In 1981, when our remake was finally screened, Writer Kirgo
sent me a present. Apparently, he was grateful for the gig and not displeased
with the result. The gift was a framed photograph of me in a somewhat formal
pose. An odd gift, I thought, but a closer look at the photo had me even more
puzzled. Not only did I not remember sitting for this photo session, I did not
recognize the suit or the tie I was wearing. An even closer examination
revealed that the photo was not of me at all, but of the internationally famed post-impressionist
artist, Henri Matisse.
Since Angel on My Shoulder was a fantasy yarn about a
doppelganger---an apparition, or double of a living person---the
appropriateness of the gift was now abundantly clear.
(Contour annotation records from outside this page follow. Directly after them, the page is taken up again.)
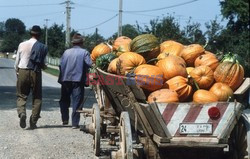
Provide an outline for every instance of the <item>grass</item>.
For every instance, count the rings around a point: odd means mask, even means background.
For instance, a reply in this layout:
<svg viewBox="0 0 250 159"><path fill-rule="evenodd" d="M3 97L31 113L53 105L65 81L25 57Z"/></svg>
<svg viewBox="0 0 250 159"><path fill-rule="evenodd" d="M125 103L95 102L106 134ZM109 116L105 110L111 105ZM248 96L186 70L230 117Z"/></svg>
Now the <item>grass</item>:
<svg viewBox="0 0 250 159"><path fill-rule="evenodd" d="M52 75L57 76L57 77L59 76L59 70L51 68L51 67L47 67L44 70L44 72L47 72L47 73L52 74Z"/></svg>

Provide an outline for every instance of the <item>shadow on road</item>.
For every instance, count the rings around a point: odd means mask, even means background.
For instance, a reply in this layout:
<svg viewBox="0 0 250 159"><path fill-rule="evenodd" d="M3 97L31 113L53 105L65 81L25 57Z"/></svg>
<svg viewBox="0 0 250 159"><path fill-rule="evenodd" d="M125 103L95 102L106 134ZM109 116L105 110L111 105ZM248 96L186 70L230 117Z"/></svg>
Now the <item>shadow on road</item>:
<svg viewBox="0 0 250 159"><path fill-rule="evenodd" d="M51 129L51 128L71 128L71 125L43 125L37 127L37 129Z"/></svg>
<svg viewBox="0 0 250 159"><path fill-rule="evenodd" d="M14 67L0 67L0 69L14 69Z"/></svg>
<svg viewBox="0 0 250 159"><path fill-rule="evenodd" d="M59 108L60 88L43 87L42 111L52 111ZM32 109L32 92L28 97L26 109ZM94 92L91 89L85 89L84 108L92 108L96 103ZM16 108L16 87L0 86L0 110L8 110Z"/></svg>

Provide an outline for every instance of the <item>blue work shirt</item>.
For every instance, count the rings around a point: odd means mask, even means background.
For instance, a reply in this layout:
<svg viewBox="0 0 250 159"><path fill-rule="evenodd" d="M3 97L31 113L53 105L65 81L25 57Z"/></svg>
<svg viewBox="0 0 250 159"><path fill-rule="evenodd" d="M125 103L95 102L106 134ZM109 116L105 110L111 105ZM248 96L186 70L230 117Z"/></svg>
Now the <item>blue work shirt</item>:
<svg viewBox="0 0 250 159"><path fill-rule="evenodd" d="M80 46L67 49L61 57L59 82L85 82L87 70L91 65L90 53L87 50Z"/></svg>

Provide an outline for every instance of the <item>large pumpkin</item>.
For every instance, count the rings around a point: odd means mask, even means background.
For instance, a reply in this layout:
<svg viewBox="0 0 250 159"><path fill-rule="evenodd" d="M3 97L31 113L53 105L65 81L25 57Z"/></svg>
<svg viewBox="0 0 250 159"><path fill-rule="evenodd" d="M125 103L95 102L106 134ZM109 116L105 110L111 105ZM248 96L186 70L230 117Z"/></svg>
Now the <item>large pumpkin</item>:
<svg viewBox="0 0 250 159"><path fill-rule="evenodd" d="M194 92L193 101L196 103L212 103L217 102L218 97L208 90L199 89Z"/></svg>
<svg viewBox="0 0 250 159"><path fill-rule="evenodd" d="M162 88L169 88L176 91L180 101L185 101L192 94L192 86L189 80L182 76L176 76L166 81Z"/></svg>
<svg viewBox="0 0 250 159"><path fill-rule="evenodd" d="M125 75L132 72L137 66L145 63L143 56L135 52L125 52L118 57L116 63L117 74Z"/></svg>
<svg viewBox="0 0 250 159"><path fill-rule="evenodd" d="M190 72L190 76L195 80L201 89L209 89L214 82L214 72L208 66L195 67Z"/></svg>
<svg viewBox="0 0 250 159"><path fill-rule="evenodd" d="M180 56L184 46L173 40L167 40L160 44L161 53L169 53L171 55Z"/></svg>
<svg viewBox="0 0 250 159"><path fill-rule="evenodd" d="M169 55L158 61L156 66L163 71L165 80L169 80L175 76L187 77L186 63L179 56Z"/></svg>
<svg viewBox="0 0 250 159"><path fill-rule="evenodd" d="M152 34L142 34L135 37L130 43L132 52L141 54L146 60L156 58L160 53L158 39Z"/></svg>
<svg viewBox="0 0 250 159"><path fill-rule="evenodd" d="M181 52L181 57L186 61L187 66L194 66L197 57L204 54L205 49L199 44L185 46Z"/></svg>
<svg viewBox="0 0 250 159"><path fill-rule="evenodd" d="M109 63L108 72L116 74L117 61L118 61L118 58L115 58Z"/></svg>
<svg viewBox="0 0 250 159"><path fill-rule="evenodd" d="M130 45L130 42L132 40L129 37L126 36L120 36L118 38L115 39L114 43L113 43L113 49L114 50L118 50L118 48L121 45Z"/></svg>
<svg viewBox="0 0 250 159"><path fill-rule="evenodd" d="M154 91L149 94L148 96L148 102L152 103L154 102L158 103L172 103L172 102L178 102L178 94L170 89L159 89L157 91Z"/></svg>
<svg viewBox="0 0 250 159"><path fill-rule="evenodd" d="M94 47L94 49L91 52L90 57L92 61L95 61L97 57L99 57L100 55L107 54L110 52L111 52L111 48L105 43L101 43Z"/></svg>
<svg viewBox="0 0 250 159"><path fill-rule="evenodd" d="M163 85L163 72L157 66L142 64L134 73L136 83L145 90L155 91Z"/></svg>
<svg viewBox="0 0 250 159"><path fill-rule="evenodd" d="M186 70L187 73L190 74L190 72L194 70L194 67L187 67Z"/></svg>
<svg viewBox="0 0 250 159"><path fill-rule="evenodd" d="M117 52L115 53L117 56L120 56L124 52L130 52L130 44L122 44L118 47Z"/></svg>
<svg viewBox="0 0 250 159"><path fill-rule="evenodd" d="M210 92L218 97L219 101L227 101L233 96L233 90L225 83L215 83L210 89Z"/></svg>
<svg viewBox="0 0 250 159"><path fill-rule="evenodd" d="M243 82L244 69L234 62L225 61L219 64L214 71L214 79L216 82L226 83L235 91Z"/></svg>
<svg viewBox="0 0 250 159"><path fill-rule="evenodd" d="M215 54L209 51L205 51L205 54L197 57L194 62L195 67L203 65L209 66L214 71L216 67L219 65L219 60L217 59Z"/></svg>

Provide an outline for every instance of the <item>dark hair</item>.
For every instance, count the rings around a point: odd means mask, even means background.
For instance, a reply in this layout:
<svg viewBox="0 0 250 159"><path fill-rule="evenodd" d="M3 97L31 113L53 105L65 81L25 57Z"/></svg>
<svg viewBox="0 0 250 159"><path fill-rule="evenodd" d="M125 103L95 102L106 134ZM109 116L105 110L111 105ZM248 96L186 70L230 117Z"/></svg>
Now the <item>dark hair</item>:
<svg viewBox="0 0 250 159"><path fill-rule="evenodd" d="M41 30L40 26L34 25L34 26L31 28L30 34L31 34L31 35L41 35L41 32L42 32L42 30Z"/></svg>

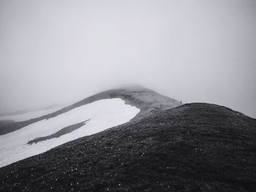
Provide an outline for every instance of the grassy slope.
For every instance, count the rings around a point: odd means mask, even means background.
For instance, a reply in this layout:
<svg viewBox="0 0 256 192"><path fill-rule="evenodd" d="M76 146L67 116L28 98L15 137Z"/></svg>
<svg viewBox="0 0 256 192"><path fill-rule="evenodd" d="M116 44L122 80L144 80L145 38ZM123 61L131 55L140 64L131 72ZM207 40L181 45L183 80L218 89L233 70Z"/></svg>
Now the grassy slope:
<svg viewBox="0 0 256 192"><path fill-rule="evenodd" d="M0 169L1 191L256 191L256 121L189 104Z"/></svg>
<svg viewBox="0 0 256 192"><path fill-rule="evenodd" d="M140 112L136 116L137 118L148 115L151 112L170 109L180 105L180 102L169 97L160 95L154 91L143 88L129 88L107 91L98 94L89 96L79 102L64 107L57 112L29 120L18 122L10 124L0 124L0 135L15 131L29 124L54 118L60 114L67 112L75 107L80 107L100 99L121 98L127 104L135 106L140 109Z"/></svg>

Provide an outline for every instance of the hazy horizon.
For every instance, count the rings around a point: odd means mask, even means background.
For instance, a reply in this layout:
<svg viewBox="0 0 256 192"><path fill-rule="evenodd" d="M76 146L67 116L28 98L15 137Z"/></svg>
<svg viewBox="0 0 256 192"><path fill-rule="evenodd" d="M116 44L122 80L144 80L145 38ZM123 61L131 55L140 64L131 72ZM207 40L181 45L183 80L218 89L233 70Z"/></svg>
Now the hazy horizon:
<svg viewBox="0 0 256 192"><path fill-rule="evenodd" d="M125 84L256 118L256 1L0 0L0 112Z"/></svg>

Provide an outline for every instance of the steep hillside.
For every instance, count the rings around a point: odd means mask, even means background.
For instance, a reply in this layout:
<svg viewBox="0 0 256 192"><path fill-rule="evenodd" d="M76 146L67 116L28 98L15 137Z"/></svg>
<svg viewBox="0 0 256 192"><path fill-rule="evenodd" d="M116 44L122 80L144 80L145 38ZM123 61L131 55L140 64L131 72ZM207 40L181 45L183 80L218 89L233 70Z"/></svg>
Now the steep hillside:
<svg viewBox="0 0 256 192"><path fill-rule="evenodd" d="M180 101L160 95L152 90L142 87L130 87L113 89L89 96L74 104L46 115L14 123L1 123L0 124L0 135L18 130L28 125L44 119L50 119L61 114L70 111L76 107L79 107L96 101L113 98L120 98L125 101L127 104L139 108L140 110L140 112L136 116L137 118L145 115L148 115L154 112L170 109L181 104Z"/></svg>
<svg viewBox="0 0 256 192"><path fill-rule="evenodd" d="M184 104L2 167L0 177L1 191L256 191L256 120Z"/></svg>

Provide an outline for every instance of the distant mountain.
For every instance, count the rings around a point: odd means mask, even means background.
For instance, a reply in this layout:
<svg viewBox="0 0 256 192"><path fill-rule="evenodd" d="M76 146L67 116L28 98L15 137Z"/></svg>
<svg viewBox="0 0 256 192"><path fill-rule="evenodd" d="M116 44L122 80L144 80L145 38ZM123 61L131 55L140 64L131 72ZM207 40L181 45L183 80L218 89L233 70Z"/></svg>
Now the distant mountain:
<svg viewBox="0 0 256 192"><path fill-rule="evenodd" d="M124 124L1 168L0 191L256 191L256 120L225 107L180 105L129 88L23 123L113 98L140 112Z"/></svg>
<svg viewBox="0 0 256 192"><path fill-rule="evenodd" d="M135 106L139 108L140 112L136 116L136 118L143 117L144 115L148 115L154 112L170 109L181 104L180 101L160 95L152 90L144 88L143 87L128 87L113 89L89 96L82 101L75 103L74 104L62 108L50 114L29 119L26 121L9 124L8 126L1 126L0 125L0 135L14 131L44 119L55 118L76 107L94 101L113 98L120 98L127 104Z"/></svg>

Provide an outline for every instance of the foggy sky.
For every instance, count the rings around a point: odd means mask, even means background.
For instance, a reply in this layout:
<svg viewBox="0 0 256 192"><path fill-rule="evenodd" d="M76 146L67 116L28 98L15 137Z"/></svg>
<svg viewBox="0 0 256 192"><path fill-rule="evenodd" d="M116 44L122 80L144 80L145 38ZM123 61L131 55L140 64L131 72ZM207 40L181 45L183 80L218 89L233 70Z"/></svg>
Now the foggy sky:
<svg viewBox="0 0 256 192"><path fill-rule="evenodd" d="M256 1L0 0L0 112L137 83L256 118Z"/></svg>

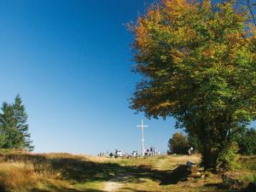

Aptness aside, I found that
I was fascinated by the photo of this man who, decades before I was even born,
had been my then-age of fortysomething when this portrait was taken.
The way Matisse sat, his expression, the tilt of his head,
his right-hand placed on his left forearm. It was so…so… me. As I stared at the
Matisse image, I thought, “… if I have his eyes, his nose, his hairline, his
cheek bones, and his chin… could I not also have his lungs, his heart, and
liver?” What, I wondered, had caused his death.
A quick search informed me that this internationally
acclaimed artist had died, just after turning 84 years of age, of a
gastro-intestinal disorder, in the company of his much younger Russian
mistress.
“Works for me,” I said aloud to no one in particular.
That was then. I was but 43 years of age. It was my Dorian
Gray moment… a bargain with the deity… or the devil. Another forty years on the
planet and dying at the ripe old age of 83, of a malady with which I had some
familiarity, had all the elements of a worthwhile “plan.” Sadly, it is one of
the reasons that today, more than two years past that date with which (in 1981)
I had made my peace, I must now face certain truths: I am in relatively good
health, there is no end in sight, and (God help me) no real financial plan to
go on indefinitely. My entire show business stash had been allocated on a divisible-by-40
number. And it is all because of my doppelganger, Henri Matisse, and that cursed
gift from George Kirgo. What if, heaven forfend, I should live into my 90s?
This brings me back to the option of Hollywood… No, I am not
going back to work. I remind the reader of the tiny community, a ferry ride
plus a half-hour drive to the north. A friend has offered a fabulous…truly
fabulous apartment, right on the ocean of this beach town just south of the
port at Fort Lauderdale---a short hop to the Lauderdale airport.
It is a bit pricey as a long-term rental, but a fraction of
what the monthly cost of living is here on Fisher Island. Plus, there would be
all that money in the bank from the sale of our home in paradise. A new
adventure to begin in my 86th year? Why not? Ms. Gless and I talked
about the possibility of such a move.
“Any room you’re in,” she says. She has always been a
standup/supportive partner.
I thought about the adage of moving old people and how that
is often as fatal as is the transplantation of a delicate flower. I thought
about how every day, in every way… no matter the ache, or pain, or sense of chemical
imbalance… how a look around my home, a glance at the views from my porch, my
golf cart, the beach club, or just about anywhere on this two-mile round Eden, brings
a smile to my face… often through tears of gratitude.
Am I going to give this up for some ninety-five-year-old guy
I have yet to meet… and may never live long enough to be?
What, one might ask, would Henri Matisse do… or Oscar Wilde?
Me? I am staying put… right here in paradise.